For the first time, sensors that can detect codes like this are standard on consoles, or at least easily accessible. Every Xbox One comes with a Kinect, which can read a QR code or any other code off of a phyiscal toy. The PS Eye doesn’t have the same level of fidelity of the Kinect, but it could easily handle a task this simple.

In the past, this would have had to be done by entering some long serial with the controller or the keyboard accessories that no one had. The scanning, though, brings in short-term use capabilities. Like say, if you’re activating a character in a fighting game, maybe it’s unlocked for a number of fights every time you scan it, or until you sign off, or sure just forever, one-time-use.

But here’s where this really gets interesting: You could start to get rid of the very dumb exclusive retailer versions of games. Everyone hates when a game like Marvel Ultimate Alliance or a Street Fighter comes out and certain characters (or even cool unlockables) are only available at certain stores. It’s impossible to get everything in one game. Well, if Target could get just the Black Panther action figure exclusive with unlockable character, and Walmart got the Scarlet Witch, and so on and so on, that goes at least some way to fixing this, yes? You don’t have to buy different games, just different (much cheaper) action figures. It gives everyone options for making the state of things less terrible.

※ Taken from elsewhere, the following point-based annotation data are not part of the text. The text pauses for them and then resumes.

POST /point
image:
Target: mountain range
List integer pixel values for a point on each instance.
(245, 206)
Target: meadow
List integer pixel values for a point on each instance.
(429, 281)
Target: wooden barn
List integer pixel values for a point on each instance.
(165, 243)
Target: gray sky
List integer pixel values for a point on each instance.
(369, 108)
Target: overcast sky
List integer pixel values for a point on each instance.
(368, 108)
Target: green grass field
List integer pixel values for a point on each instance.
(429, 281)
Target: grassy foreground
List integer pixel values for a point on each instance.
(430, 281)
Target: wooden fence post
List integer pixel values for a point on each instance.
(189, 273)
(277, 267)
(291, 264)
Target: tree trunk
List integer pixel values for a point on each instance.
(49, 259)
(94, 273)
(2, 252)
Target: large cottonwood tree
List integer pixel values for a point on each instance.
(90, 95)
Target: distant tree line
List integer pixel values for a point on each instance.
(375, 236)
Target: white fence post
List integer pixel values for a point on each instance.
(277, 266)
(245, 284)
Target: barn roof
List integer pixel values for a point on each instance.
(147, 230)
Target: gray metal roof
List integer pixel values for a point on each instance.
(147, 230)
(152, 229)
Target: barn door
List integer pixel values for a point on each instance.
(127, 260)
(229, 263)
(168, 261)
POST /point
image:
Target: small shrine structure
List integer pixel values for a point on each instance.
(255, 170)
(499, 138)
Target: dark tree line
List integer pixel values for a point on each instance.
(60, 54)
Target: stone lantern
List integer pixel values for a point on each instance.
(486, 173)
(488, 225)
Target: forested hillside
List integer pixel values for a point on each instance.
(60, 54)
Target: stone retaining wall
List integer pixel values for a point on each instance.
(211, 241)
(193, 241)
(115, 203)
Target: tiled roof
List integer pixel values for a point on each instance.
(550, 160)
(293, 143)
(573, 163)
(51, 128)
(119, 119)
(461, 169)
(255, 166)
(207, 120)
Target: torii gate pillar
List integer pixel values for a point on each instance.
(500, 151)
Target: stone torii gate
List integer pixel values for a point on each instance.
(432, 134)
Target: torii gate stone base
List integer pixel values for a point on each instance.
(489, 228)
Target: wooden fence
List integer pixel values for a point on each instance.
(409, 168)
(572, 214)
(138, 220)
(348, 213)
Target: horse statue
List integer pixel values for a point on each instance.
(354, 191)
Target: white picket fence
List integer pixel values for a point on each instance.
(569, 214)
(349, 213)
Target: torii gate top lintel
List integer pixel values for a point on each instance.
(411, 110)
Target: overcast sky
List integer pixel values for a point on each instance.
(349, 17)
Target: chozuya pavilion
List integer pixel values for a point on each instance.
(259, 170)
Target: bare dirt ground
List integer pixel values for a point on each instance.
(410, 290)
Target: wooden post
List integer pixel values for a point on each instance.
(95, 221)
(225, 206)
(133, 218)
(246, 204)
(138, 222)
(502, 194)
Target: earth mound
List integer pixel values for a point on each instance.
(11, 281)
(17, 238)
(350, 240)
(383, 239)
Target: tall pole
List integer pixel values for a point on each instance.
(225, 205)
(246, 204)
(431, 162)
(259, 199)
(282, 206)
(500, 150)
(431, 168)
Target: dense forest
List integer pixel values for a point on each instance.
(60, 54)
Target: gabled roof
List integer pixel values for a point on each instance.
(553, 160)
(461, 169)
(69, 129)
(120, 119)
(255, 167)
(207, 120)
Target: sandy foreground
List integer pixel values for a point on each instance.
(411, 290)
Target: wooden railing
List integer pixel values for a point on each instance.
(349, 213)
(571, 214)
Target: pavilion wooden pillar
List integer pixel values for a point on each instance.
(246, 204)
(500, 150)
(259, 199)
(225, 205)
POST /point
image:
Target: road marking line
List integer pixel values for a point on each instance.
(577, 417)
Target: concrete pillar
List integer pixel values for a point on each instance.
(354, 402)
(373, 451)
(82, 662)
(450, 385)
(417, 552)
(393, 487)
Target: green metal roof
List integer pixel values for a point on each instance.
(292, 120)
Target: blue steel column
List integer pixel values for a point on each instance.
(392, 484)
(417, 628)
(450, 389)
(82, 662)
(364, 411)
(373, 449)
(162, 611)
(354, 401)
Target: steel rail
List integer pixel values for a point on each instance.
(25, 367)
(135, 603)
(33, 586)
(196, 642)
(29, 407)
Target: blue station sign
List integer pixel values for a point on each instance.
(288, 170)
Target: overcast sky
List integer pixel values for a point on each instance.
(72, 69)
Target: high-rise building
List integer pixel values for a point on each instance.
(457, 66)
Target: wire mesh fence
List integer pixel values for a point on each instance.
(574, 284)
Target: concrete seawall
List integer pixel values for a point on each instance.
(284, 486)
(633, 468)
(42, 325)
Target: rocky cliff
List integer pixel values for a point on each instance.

(And if you don’t have room for a bunch of action figures, and just want the digital version and for whatever reason it isn’t available as digital only? Well, that’s a downside. But donate it or something, you scrooge.)

This, really, is the kind of thing that can make games — or anything — feel better. Not revolutionised, or deeply innovated, really, just better in that pleasant way that makes you stop and say Oh, that’s really convenient. Which, most of the time, is really the best way. And increasingly hard to come by.